HC Deb 29 June 1981 vol 7 cc289-90W
Mr. Pavitt

asked the Secretary of State for Social Services (1) if the meeting of the North-West Thames regional health authority at which it decides upon the appointments to be made for membership of the Brent district health authority will be open to the public;

(2) what advice he has tendered to regional health authorities on the criteria to be adopted for the selection of members of district health authorities;

(3) which voluntary and statutory organisations are being consulted with regard to nominations for members of the Brent district health authority;.

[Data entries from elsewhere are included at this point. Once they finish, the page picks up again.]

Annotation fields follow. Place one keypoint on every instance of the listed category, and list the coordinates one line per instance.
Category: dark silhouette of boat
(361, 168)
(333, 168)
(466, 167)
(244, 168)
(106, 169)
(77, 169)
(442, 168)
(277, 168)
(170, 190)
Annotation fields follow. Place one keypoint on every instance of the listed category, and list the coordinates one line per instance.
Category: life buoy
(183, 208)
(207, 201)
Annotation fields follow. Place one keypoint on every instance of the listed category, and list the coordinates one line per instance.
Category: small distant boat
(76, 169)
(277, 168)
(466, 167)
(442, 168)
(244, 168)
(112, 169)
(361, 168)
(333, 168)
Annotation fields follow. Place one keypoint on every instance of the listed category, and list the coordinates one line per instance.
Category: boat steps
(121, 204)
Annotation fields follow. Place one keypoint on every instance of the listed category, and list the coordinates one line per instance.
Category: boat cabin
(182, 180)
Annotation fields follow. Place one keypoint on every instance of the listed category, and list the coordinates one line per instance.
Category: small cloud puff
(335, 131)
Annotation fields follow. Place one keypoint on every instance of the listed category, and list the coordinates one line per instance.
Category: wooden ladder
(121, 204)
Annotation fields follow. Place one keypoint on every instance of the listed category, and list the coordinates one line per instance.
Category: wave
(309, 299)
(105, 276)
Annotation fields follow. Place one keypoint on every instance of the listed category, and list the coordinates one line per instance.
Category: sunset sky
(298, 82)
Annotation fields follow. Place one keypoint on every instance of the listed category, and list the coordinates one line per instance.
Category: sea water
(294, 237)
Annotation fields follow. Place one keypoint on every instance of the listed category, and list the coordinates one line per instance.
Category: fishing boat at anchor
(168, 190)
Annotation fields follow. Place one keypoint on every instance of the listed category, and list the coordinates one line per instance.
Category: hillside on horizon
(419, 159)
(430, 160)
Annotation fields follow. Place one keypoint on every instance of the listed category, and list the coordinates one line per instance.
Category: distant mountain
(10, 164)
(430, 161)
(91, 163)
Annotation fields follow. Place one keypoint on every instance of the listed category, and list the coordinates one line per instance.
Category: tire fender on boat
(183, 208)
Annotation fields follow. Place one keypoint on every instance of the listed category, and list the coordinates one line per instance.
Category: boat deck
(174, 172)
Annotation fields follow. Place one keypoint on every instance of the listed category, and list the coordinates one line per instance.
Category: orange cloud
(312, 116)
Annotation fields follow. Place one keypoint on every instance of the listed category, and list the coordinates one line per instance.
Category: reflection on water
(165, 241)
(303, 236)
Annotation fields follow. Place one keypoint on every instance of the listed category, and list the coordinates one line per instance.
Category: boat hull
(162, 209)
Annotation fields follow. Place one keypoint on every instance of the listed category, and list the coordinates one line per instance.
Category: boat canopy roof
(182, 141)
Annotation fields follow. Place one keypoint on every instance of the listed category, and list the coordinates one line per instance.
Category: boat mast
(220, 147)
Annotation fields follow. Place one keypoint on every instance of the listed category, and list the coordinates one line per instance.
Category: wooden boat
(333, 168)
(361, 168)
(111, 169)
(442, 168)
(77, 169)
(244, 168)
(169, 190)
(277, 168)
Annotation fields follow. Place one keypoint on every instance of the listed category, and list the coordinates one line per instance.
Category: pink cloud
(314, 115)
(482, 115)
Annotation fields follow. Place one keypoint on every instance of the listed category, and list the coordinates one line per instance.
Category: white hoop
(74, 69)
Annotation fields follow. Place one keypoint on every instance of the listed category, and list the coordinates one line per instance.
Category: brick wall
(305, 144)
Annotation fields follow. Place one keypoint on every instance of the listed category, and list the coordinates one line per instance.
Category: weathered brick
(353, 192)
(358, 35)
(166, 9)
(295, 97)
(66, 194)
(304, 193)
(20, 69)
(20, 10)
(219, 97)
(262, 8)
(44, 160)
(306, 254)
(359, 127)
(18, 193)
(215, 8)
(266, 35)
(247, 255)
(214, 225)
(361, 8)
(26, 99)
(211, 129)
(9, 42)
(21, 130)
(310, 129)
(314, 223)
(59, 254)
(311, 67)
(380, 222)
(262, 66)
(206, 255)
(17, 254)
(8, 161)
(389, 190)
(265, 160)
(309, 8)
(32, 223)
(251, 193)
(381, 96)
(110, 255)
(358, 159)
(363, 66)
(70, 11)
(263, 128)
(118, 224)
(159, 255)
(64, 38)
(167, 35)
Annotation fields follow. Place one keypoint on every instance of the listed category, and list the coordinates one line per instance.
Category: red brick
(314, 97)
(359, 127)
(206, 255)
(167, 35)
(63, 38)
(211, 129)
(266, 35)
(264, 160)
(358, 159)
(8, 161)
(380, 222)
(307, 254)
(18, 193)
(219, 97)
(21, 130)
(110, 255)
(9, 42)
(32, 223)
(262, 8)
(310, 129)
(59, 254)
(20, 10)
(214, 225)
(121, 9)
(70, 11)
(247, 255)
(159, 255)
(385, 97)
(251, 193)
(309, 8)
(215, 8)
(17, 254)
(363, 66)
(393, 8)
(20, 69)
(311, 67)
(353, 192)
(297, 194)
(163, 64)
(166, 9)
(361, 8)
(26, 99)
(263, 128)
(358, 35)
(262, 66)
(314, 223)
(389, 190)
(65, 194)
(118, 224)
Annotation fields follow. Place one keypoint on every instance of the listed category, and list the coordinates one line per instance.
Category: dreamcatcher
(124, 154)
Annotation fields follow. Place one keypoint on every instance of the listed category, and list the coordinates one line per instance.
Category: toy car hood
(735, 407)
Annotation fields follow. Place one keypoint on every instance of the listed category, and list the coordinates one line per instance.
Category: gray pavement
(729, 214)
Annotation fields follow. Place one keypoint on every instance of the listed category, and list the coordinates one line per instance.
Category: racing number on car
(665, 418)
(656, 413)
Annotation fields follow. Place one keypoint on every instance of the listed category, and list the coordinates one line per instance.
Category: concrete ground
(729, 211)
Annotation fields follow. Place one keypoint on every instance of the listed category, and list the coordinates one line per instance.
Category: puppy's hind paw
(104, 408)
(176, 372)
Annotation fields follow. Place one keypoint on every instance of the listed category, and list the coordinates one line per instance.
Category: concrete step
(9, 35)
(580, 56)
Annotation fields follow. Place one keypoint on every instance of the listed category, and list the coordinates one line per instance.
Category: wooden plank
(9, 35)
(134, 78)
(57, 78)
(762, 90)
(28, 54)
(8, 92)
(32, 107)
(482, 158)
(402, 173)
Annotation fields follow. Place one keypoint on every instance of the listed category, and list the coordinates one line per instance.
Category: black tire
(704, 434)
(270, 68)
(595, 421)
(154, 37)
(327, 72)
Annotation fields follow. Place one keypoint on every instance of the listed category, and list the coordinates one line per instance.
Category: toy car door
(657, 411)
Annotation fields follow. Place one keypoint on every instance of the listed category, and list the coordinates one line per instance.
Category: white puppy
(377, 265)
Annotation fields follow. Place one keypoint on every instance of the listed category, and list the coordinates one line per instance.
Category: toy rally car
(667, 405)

(4) what arrangements have been made for public participation in and subsequent scrutiny of the process of nomination and appointment to district health authorities.

Dr. Vaughan

General guidance has been given to regional health authorities and the local authorities responsible for these appointments in the recent circular issued by the Department "The Membership of District Health Authorities"(HC(81)6/LAC(81)3), a copy of which has been placed in the Library of the House.

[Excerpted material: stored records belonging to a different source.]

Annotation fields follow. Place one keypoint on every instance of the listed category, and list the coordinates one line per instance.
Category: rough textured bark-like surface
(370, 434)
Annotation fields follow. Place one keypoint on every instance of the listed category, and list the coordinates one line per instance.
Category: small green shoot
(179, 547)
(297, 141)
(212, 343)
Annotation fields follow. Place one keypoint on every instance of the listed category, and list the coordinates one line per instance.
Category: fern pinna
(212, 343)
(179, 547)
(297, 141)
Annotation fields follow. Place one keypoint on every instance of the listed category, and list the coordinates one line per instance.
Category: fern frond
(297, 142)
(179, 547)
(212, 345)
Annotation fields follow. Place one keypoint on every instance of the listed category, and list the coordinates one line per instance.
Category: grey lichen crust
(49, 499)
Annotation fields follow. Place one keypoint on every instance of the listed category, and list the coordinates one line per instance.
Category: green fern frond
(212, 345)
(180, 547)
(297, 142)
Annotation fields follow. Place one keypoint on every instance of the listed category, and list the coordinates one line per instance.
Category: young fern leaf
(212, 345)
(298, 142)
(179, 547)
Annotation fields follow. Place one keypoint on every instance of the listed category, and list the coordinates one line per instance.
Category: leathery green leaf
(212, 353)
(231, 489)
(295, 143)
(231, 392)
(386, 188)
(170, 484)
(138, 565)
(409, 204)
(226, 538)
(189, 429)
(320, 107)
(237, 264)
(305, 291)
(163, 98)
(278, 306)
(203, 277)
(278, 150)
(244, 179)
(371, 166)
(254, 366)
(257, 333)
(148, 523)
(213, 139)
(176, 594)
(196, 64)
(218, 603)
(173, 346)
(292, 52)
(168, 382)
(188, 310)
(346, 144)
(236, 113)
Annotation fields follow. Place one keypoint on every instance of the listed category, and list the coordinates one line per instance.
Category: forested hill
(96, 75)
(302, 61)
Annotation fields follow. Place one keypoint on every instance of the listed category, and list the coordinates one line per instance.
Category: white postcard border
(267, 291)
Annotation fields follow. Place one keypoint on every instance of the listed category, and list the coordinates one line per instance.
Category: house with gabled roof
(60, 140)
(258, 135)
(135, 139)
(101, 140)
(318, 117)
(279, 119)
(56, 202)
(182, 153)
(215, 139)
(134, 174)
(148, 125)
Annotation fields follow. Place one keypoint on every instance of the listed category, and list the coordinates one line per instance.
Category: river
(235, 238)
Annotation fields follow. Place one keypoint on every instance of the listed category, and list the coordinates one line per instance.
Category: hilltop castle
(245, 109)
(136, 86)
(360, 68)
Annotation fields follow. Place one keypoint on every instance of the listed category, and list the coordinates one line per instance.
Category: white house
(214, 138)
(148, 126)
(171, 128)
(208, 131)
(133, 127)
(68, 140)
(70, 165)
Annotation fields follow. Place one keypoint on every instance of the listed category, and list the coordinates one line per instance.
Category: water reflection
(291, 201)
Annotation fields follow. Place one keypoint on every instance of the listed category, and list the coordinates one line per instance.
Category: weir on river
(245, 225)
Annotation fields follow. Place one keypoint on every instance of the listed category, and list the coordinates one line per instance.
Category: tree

Under schedule 5 to the National Health Service Act 1977—amended respecting district health authorities by the Health Services Act 1980—the appointing authorities are required to consult bodies representative of the main health professions and such other bodies, including any federation of workers organisations, as appear to them to be concerned before making appointments. Any individual or body not covered by these formal consultations is free to submit recommendations. No central guidance is laid down and details of the bodies consulted by the North West Thames regional health authority are not held centrally. The hon. Member may wish to seek this information from the regional health authority.

It is cusomary for the names, addresses and summary curricula vitae of newly appointed members to be announced by regional health authorities. Most, I expect, will issue a press release at the appropriate time; and similar details feature in handbooks produced locally.

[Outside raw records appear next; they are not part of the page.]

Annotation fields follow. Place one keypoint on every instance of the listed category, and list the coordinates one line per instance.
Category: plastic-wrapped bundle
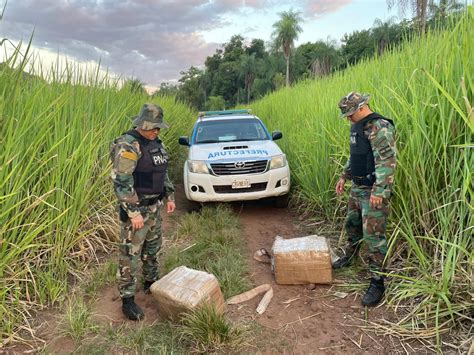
(185, 289)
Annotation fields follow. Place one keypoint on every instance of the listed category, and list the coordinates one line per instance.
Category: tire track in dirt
(306, 321)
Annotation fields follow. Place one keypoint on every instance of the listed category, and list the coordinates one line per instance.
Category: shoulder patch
(128, 155)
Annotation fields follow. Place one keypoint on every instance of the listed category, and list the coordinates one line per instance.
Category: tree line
(241, 71)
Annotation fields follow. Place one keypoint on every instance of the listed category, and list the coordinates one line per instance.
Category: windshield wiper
(208, 141)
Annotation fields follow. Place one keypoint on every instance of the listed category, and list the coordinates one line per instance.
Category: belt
(149, 201)
(364, 180)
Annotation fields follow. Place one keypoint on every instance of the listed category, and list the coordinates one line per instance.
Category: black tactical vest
(150, 172)
(362, 163)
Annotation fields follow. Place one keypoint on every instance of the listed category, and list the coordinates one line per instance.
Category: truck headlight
(278, 161)
(198, 166)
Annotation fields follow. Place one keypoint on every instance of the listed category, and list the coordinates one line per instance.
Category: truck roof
(227, 114)
(224, 113)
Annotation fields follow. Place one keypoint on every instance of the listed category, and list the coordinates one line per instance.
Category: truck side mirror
(183, 140)
(276, 135)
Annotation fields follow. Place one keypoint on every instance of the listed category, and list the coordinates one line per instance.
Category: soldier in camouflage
(371, 167)
(141, 181)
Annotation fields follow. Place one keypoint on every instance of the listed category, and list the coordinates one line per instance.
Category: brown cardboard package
(184, 289)
(302, 260)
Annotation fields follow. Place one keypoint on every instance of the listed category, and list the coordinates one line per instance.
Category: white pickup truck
(233, 157)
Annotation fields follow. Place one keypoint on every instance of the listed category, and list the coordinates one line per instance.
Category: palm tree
(248, 69)
(381, 32)
(441, 11)
(418, 7)
(286, 32)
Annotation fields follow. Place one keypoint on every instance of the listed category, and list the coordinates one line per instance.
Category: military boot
(374, 293)
(348, 258)
(130, 309)
(146, 286)
(343, 261)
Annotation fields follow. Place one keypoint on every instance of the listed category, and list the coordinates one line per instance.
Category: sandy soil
(306, 320)
(298, 320)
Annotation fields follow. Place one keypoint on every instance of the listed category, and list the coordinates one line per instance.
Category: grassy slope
(427, 87)
(55, 190)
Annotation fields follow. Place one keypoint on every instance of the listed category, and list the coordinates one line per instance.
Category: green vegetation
(210, 241)
(208, 330)
(242, 71)
(427, 87)
(56, 201)
(77, 321)
(202, 330)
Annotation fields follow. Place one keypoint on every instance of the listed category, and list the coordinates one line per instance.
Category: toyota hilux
(233, 157)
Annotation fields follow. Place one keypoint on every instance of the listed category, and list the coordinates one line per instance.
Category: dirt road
(304, 320)
(298, 320)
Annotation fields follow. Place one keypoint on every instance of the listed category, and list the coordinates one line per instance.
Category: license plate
(240, 184)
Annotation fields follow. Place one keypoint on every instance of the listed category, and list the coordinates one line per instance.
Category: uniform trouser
(365, 227)
(143, 244)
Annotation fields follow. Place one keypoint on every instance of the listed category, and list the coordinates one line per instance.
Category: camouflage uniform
(364, 223)
(145, 242)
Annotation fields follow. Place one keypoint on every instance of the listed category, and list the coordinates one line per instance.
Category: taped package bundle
(302, 260)
(185, 289)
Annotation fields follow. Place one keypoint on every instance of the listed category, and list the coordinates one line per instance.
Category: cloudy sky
(153, 40)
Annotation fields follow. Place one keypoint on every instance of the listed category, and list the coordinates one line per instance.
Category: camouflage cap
(150, 116)
(352, 102)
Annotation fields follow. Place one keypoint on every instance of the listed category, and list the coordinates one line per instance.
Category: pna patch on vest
(129, 155)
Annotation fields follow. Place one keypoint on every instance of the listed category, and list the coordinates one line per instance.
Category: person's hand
(137, 222)
(340, 186)
(375, 201)
(170, 206)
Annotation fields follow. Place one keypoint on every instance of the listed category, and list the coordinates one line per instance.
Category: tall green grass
(426, 87)
(55, 191)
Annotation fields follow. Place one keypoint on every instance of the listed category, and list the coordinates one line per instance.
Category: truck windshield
(230, 130)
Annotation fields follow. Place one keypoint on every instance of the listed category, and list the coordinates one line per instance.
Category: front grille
(236, 147)
(251, 167)
(227, 189)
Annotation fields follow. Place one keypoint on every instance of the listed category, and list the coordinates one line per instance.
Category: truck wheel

It is a matter for the health authority concerned to decide when or whether to close its meetings to the press and general public. In general, public bodies should not involve the Public Bodies (Admission to Meetings) Act 1960 lightly. None the less, in my experience, recommendations sent to the appointing authorities are usually submitted on a confidential basis. By their nature, they are concerned with the personal and private details of people who generously offer their services voluntarily and in an unpaid capacity. Accordingly, I see no objection to meetings at which these appointments are discussed, and selections made, being held in closed session.